Il doit ensuite céder la tête de son parti à son éternel concurrent Yitzhak Rabin, vainqueur de la guerre des Six-Jours qui met les troupes travaillistes en ordre de bataille pour renverser Shamir en juin 1992. Mais Rabin et Peres cessent alors de s'affronter pour se répartir les rôles : à l'un la sécurité, à l'autre la paix.

Sur les conseils de son ministre des Affaires étrangères, avec qui il forme désormais un véritable couple politique, Rabin en vient à explorer les possibilités de contacts discrets avec l'OLP, ce qui aboutit en septembre 1993 à l'accord de Washington et à la poignée de main historique avec Yasser Arafat.

Le 4 novembre 1995, quelques minutes avant de tomber sous les balles de son jeune assassin juif, Rabin serrait dans ses bras, à la tribune du "rassemblement pour la paix", son vieux rival et ministre Shimon Peres. Ce dernier affirmera que l'on peut "écourter une vie, pas tuer une idée".

Grande réputation diplomatique

Peres redevient chef du gouvernement, mais en mai 1996 il est de nouveau battu aux élections, et c'est le conservateur Benjamin Netanyahu qui est nommé Premier ministre. Cette défaite lui coûte la direction du Parti travailliste, qu'il abandonne à Ehud Barak.

Sa réputation internationale lui permet de poursuivre une activité diplomatique et de défendre les accords d'Oslo avant de revenir dans le gouvernement d'Ariel Sharon, dont il soutient la politique de sécurité face aux extrémistes palestiniens.
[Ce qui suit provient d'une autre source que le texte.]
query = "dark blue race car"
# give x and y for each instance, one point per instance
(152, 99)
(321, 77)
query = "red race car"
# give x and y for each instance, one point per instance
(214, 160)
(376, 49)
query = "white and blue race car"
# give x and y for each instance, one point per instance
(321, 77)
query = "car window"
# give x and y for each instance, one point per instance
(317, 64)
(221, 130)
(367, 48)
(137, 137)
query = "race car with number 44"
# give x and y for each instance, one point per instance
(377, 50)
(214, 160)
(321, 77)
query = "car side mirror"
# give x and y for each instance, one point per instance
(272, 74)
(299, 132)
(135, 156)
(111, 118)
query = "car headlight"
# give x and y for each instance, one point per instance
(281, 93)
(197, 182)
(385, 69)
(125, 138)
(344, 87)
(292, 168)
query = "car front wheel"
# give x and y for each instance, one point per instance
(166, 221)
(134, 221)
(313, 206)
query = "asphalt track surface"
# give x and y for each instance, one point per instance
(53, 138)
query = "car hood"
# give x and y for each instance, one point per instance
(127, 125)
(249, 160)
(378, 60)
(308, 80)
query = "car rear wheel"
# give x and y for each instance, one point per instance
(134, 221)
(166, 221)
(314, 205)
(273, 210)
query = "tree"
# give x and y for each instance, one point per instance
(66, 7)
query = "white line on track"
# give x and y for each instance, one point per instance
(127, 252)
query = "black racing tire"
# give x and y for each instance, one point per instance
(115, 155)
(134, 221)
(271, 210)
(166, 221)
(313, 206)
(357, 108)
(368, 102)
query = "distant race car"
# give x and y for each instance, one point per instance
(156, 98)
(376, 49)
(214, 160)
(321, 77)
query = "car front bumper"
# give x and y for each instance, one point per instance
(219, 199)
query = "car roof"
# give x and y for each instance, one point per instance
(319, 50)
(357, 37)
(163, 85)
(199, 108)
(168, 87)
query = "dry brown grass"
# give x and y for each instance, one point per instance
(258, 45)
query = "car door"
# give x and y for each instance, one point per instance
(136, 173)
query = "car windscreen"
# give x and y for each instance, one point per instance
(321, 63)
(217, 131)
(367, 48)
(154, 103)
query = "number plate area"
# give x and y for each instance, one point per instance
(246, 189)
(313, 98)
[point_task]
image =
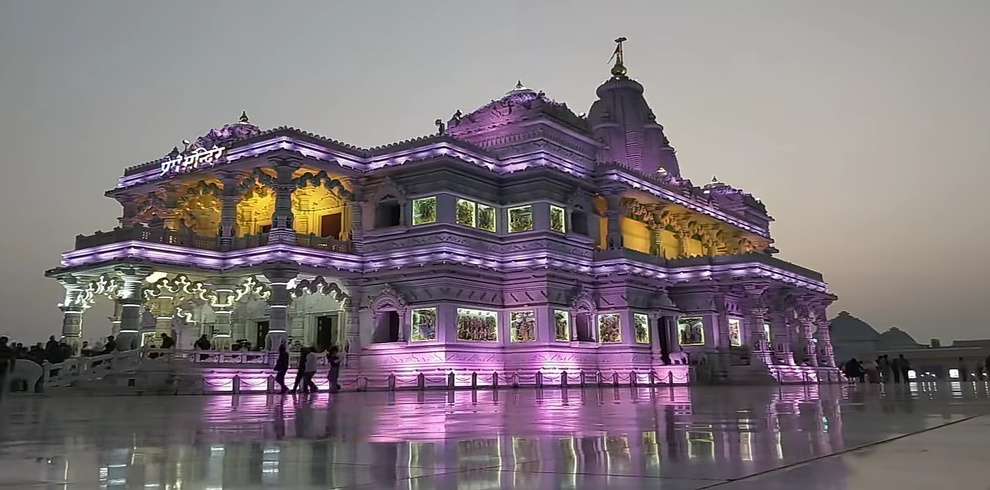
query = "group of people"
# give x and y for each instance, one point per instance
(56, 351)
(309, 362)
(882, 370)
(885, 370)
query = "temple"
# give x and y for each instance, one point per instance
(519, 238)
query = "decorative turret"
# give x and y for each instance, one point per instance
(623, 121)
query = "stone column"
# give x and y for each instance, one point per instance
(670, 323)
(131, 304)
(72, 325)
(806, 338)
(228, 211)
(164, 309)
(826, 356)
(282, 230)
(780, 331)
(352, 311)
(613, 237)
(278, 305)
(356, 226)
(755, 317)
(655, 319)
(223, 309)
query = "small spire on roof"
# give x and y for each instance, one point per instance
(619, 69)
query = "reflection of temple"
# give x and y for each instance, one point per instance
(523, 237)
(246, 441)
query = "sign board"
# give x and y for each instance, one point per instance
(198, 158)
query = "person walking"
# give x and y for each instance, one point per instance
(167, 341)
(312, 362)
(203, 343)
(110, 346)
(963, 372)
(52, 350)
(333, 360)
(895, 367)
(300, 369)
(281, 367)
(905, 366)
(7, 359)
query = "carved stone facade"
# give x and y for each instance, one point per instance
(521, 238)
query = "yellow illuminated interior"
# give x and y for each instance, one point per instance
(676, 232)
(254, 211)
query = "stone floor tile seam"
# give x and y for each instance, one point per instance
(843, 452)
(614, 475)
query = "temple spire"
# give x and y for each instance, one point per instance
(619, 69)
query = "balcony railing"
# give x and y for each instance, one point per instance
(189, 239)
(322, 243)
(146, 234)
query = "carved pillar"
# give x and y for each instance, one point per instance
(73, 306)
(826, 356)
(780, 331)
(755, 318)
(613, 237)
(228, 212)
(353, 318)
(806, 337)
(130, 302)
(355, 231)
(223, 309)
(278, 305)
(163, 308)
(170, 214)
(72, 325)
(282, 231)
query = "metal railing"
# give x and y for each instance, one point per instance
(189, 239)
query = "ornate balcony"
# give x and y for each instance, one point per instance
(147, 234)
(191, 240)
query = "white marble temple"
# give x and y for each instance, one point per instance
(807, 437)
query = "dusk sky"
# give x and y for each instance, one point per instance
(863, 126)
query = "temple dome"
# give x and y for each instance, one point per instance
(895, 338)
(846, 327)
(224, 136)
(498, 117)
(623, 121)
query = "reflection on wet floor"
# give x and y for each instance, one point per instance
(678, 437)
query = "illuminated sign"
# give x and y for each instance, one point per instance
(200, 157)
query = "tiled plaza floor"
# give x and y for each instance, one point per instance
(805, 437)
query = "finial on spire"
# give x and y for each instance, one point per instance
(619, 69)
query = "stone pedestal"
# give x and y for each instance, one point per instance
(278, 305)
(282, 225)
(72, 326)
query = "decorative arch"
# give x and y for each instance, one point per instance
(583, 301)
(322, 178)
(388, 188)
(319, 285)
(106, 285)
(584, 310)
(180, 287)
(388, 299)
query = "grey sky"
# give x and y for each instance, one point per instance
(861, 125)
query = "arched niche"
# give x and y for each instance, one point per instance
(388, 312)
(584, 310)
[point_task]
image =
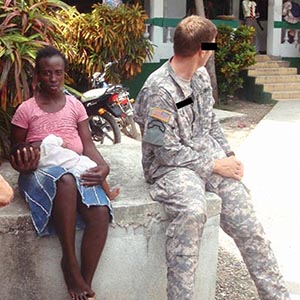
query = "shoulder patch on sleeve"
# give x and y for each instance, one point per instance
(160, 114)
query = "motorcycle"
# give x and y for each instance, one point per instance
(109, 109)
(125, 119)
(102, 112)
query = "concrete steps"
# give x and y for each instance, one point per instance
(272, 79)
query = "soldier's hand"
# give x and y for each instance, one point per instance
(229, 167)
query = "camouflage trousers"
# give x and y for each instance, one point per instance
(183, 195)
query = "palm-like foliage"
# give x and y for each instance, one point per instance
(106, 35)
(25, 26)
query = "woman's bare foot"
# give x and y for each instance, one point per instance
(77, 287)
(114, 194)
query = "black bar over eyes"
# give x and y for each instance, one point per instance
(209, 46)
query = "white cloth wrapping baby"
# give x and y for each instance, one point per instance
(54, 154)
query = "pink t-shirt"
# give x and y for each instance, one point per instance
(62, 123)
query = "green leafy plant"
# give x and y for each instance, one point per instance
(235, 53)
(106, 34)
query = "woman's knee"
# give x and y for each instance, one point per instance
(96, 216)
(67, 181)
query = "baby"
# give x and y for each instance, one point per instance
(53, 153)
(6, 192)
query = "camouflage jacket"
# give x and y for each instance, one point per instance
(178, 125)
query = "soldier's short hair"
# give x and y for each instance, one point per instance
(190, 33)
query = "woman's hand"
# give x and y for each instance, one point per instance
(27, 161)
(95, 176)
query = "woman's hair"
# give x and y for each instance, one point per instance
(190, 33)
(48, 52)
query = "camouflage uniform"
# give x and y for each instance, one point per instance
(181, 139)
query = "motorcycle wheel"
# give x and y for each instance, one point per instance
(128, 127)
(105, 129)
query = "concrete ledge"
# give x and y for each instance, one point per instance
(132, 266)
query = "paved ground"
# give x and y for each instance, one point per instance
(270, 152)
(271, 157)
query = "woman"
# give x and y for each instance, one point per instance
(59, 202)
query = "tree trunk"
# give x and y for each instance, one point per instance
(211, 62)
En 2005, Peres reperd la direction travailliste lors d'un scrutin interne au profit du dirigeant syndical Amir Peretz. Il quitte ensuite sa formation pour créer le parti centriste Kadima avec Ehud Olmert et Sharon. Mais celui-ci tombe dans le coma début janvier 2006 à la suite d'une hémorragie cérébrale.

Après avoir été le numéro deux de Kadima puis vice-Premier ministre, Peres accède en juillet 2007 à la présidence d'Israël en remplacement de Moshe Katzav, contraint au départ par une affaire de harcèlement sexuel. Il occupe ce poste largement protocolaire jusqu'en 2014 avant d'être remplacé par Reuven Rivlin.

Le 13 septembre 2016, âgé de 93 ans, il est victime d'un accident vasculaire cérébral et hospitalisé au centre médical Sheba près de Tel Aviv, où il est placé dans un coma artificiel et mourra deux semaines plus tard.